As our society goes, our skyscrapers might last somewhat, but not perfectly. They may stand in the sky like steel skeletons, not what they are today. As far as documentation goes, you need a computer with internet access that operates to find any of our records. If a solar flare came at the Earth stright on (which by sheer chance this hasn't happened already), then our magnetic field would be wiped, all of our electronics fried, and the entire history and records from our generation and future generatiosn would be completely gone. There are no paper backups. It's odd to think that a natural disaster such as that (and if a solar flare such as that happened, that would be the only consequence. We would not burn up, our magnetic field would just get wiped and our technology would no longer operate) that our entire history would be gone since we do not keep anything on paper or in physical backed up form. People in this day and age are obsessed with documentation, with putting their entire lives on the internet, and by random chance it might completely get erased. Our generation's own Great Fire.

Friday, June 27, 2014

London Through the Eye, the Bus, and the Streets

Perspective is an interesting idea. We each have our own unique perspectives, but our perspectives also depend on the context of our surroundings. As I brought up in class, an example of this can be our perception of ourselves. If we look in the mirror for example and believe our outfit is great and coordinated and comfortable then that is that. Then we could go outside, walk the streets of London, observe what others are wearing, and suddenly feel severely underdressed, or sloppily dressed. The first opinion is our perception of ourselves alone in our room, but after we observe others and our surroundings, we perceive ourselves differently when comparisons to others start being made.
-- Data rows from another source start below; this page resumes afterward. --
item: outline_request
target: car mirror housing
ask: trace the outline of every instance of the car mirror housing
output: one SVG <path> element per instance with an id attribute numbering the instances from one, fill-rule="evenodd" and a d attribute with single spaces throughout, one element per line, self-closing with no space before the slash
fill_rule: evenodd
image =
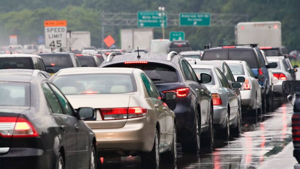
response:
<path id="1" fill-rule="evenodd" d="M 92 118 L 95 115 L 95 111 L 91 107 L 81 107 L 78 109 L 78 117 L 83 120 Z"/>
<path id="2" fill-rule="evenodd" d="M 263 79 L 263 78 L 265 78 L 265 75 L 257 75 L 256 76 L 255 78 L 259 80 Z"/>
<path id="3" fill-rule="evenodd" d="M 201 73 L 200 74 L 200 80 L 199 81 L 200 83 L 207 83 L 212 81 L 212 76 L 208 74 Z"/>
<path id="4" fill-rule="evenodd" d="M 245 78 L 243 76 L 238 76 L 238 77 L 237 80 L 236 81 L 240 83 L 243 83 L 245 82 Z"/>
<path id="5" fill-rule="evenodd" d="M 232 88 L 233 89 L 239 89 L 242 85 L 238 82 L 234 82 L 232 83 Z"/>

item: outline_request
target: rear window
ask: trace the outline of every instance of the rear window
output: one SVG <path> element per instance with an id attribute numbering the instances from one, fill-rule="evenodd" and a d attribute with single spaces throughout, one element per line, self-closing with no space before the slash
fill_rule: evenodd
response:
<path id="1" fill-rule="evenodd" d="M 244 75 L 243 65 L 241 64 L 227 64 L 234 75 Z"/>
<path id="2" fill-rule="evenodd" d="M 69 54 L 40 55 L 46 66 L 72 67 L 73 65 Z"/>
<path id="3" fill-rule="evenodd" d="M 88 67 L 95 67 L 96 62 L 92 56 L 79 56 L 77 57 L 80 61 L 81 66 Z"/>
<path id="4" fill-rule="evenodd" d="M 0 106 L 30 106 L 30 85 L 26 83 L 0 82 Z"/>
<path id="5" fill-rule="evenodd" d="M 52 81 L 64 94 L 124 93 L 136 91 L 133 75 L 126 74 L 58 76 Z"/>
<path id="6" fill-rule="evenodd" d="M 212 74 L 212 71 L 211 69 L 197 69 L 194 68 L 194 71 L 196 73 L 197 77 L 199 79 L 201 73 L 206 73 L 212 76 L 212 81 L 209 83 L 206 83 L 205 84 L 214 84 L 214 75 Z"/>
<path id="7" fill-rule="evenodd" d="M 0 69 L 34 69 L 31 57 L 0 57 Z"/>
<path id="8" fill-rule="evenodd" d="M 154 83 L 173 83 L 178 81 L 178 77 L 174 68 L 166 65 L 154 63 L 147 64 L 120 63 L 106 67 L 130 67 L 143 70 Z"/>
Leah in NW does this. She compares herself to Natalie and sees her own insecurities in the form of Natalie's fictitious judgement, and this is different than how she perceives things when she is alone.

Part of our necessity to compare ourselves to others could be our culture--the media is constantly encouraging you to judge and compare yourself as a method of manipulation. It could also be an instinct for us as we are social creatures.

Perspective changes based on the context. London as a city itself is another example. Seeing London from the Eye, I saw the change in the angles of buildings as we rose. Suddenly, I could see more of the roofs than the walls of buildings. I also saw the city spread out--and how large it is. This really impressed me. There was a focus on a lot of buildings that looked important or historical but I could not place because I don't know what the important buildings in London are other than the Eye and Big Ben. Seeing London from the tour bus I saw more of the history of things. We were guided in our perception by our tour guide and I noticed a lot of architecture, and took pictures of buildings that had nothing to do with the tour because the architecture was pretty. Walking around on the streets of London, I see more impressions rather than actual things because I am distracted by focusing on walking, keeping up with our group, wondering when we'll get where we are going, and all the different, smaller sights. I see the sidewalks as not swaths of concrete, but blocks of stone put together. I notice the people passing by, and I'm more self-aware of how I must look to them in style of dress and manner of walking and talking.

I think the tour bus was my favorite way to see London. I appreciate experiencing it for myself on the street and it's important, but I feel like the tour bus is a mix of history and seeing the big picture you get from the eye, but you are close enough to the ground to pick up on littler things like detailed architecture without having to worry about where you are going, because you are sitting on a bus.